Je voudrais ici lancer un appel à tous les États africains, pour qu’ensemble dans cette difficile épreuve, nous manifestions plus d’empathie pour venir à bout de cette pandémie qui constitue une menace à la sécurité du continent. Une action concertée de toute l’Afrique est nécessaire en ces moments difficiles que traversent certains de ses membres.
Monsieur le Président,
Madame la Présidente de la Commission,
Lors de la dernière retraite du Conseil exécutif en janvier dernier à Bahir Dar, Mme Zuma, notre présidente a partagé avec nous l’émouvante lettre écrite par un jeune africain en 2063. Cette belle image de l’Afrique réunifiée présentée par ce jeune africain nous a tous tant enthousiasmé qu’unanimement nous avons recommandé que le contenu de cette lettre soit porté à l’attention des Chefs d’États et de Gouvernement et l’accueil de nos dirigeants fut tout aussi enthousiaste.

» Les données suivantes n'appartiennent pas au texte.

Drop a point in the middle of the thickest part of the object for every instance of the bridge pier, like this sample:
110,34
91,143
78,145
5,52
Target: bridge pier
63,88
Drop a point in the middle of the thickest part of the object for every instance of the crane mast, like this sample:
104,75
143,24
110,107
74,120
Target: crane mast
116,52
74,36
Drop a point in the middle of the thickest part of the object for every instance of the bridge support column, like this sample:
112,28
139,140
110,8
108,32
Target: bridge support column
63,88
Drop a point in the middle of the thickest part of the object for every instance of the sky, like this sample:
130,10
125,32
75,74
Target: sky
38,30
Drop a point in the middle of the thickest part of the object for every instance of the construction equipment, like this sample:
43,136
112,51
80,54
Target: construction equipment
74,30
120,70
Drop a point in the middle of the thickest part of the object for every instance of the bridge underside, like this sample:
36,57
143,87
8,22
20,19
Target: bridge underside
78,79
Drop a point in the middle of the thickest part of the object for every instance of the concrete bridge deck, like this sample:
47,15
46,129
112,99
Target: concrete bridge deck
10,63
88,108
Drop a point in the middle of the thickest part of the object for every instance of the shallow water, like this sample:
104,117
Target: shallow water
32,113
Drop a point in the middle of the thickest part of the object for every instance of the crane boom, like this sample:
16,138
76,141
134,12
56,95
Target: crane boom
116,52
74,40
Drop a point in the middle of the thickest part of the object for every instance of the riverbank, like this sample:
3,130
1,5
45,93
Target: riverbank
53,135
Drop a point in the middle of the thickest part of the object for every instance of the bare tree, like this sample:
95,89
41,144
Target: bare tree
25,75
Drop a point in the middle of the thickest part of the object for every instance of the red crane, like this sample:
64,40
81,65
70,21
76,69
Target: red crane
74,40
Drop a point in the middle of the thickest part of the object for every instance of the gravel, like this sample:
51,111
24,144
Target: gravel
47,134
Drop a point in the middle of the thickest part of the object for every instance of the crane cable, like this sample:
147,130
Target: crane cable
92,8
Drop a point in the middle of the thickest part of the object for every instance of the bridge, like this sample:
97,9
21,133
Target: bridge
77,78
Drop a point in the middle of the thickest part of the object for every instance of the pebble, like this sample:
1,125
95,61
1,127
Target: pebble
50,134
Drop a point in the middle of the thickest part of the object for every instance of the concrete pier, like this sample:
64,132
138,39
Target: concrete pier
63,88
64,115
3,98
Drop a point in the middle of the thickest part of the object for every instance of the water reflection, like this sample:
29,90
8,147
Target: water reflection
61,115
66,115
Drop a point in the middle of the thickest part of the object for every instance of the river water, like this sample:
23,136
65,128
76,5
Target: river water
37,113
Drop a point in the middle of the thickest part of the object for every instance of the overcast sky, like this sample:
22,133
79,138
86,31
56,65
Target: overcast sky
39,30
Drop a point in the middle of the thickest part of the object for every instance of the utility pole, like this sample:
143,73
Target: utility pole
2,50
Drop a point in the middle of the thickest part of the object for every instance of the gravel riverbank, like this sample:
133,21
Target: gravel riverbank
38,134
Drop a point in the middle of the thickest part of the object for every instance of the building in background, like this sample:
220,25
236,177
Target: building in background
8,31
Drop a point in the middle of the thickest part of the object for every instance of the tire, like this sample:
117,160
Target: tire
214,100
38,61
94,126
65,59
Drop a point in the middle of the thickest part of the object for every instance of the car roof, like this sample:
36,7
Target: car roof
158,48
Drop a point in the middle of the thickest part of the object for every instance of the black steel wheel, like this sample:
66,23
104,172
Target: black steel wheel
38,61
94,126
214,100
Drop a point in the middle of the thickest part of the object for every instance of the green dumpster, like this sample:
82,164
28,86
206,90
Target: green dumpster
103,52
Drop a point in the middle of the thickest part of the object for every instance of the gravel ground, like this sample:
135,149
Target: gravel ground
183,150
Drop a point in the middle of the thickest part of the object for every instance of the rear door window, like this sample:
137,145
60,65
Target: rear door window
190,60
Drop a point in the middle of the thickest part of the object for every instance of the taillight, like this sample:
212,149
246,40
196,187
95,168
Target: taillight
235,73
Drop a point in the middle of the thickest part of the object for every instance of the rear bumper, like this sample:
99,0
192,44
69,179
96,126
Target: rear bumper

Mais avec l’apparition de cette épidémie à virus Ébola et les mesures protectionnistes prises par les États africains, sommes-nous en droit aujourd’hui de croire que ce rêve d’union se réalisera à l’horizon 2063 ? N’est-il pas inquiétant de constater que face à une première grande épreuve nos États se referment sur eux-mêmes, abandonnant ainsi d’autres frères en difficultés ? Loin de nous l’idée de faire du sentimentalisme face à un défit dont la solution dépendant avant tout des avancées de la connaissance, mais plus de cinquante années après la création de notre Organisation est-il acceptable que l’Afrique ne dispose pas d’un seul laboratoire de recherche susceptible de prendre en charge les multiples challenges auxquels elle est confrontée et qu’à la moindre alerte il faille se tourner vers l’extérieur du continent ?
Autant de questions qui méritent de retenir notre attention. Ne cédons pas à la panique, l’Afrique doit s’assumer. Nos peuples ont toujours été unis. Nos dirigeants ont l’obligation de suivre cet élan de solidarité qui a toujours caractérisé les africains et que les autres continents nous envient tant.
Ne nous trompons pas : la bataille contre l’épidémie à virus Ébola représente un test pour notre vocation à bâtir une Afrique unie et solidaire telle que rêvée par nos pères fondateurs. Dans ce sens, cette bataille devrait mobiliser tous les spécialistes et épidémiologistes que compte le continent. La victoire est à ce prix. Il nous sera ainsi plus facile de mutualiser nos ressources et nos efforts car, il faut bien qu’on se le dise, la marche vers l’unité du continent sera encore jalonnée de plusieurs autres écueils. Et nous devons apprendre à les traverser et à les transcender Ensemble.
La matérialisation du rêve de l’avènement de l’Afrique réunifiée à l’horizon 2063 commence aujourd’hui.
Engageons nous dès maintenant pour le plus grand bien des peuples africains.
Je vous remercie de votre bienveillante attention.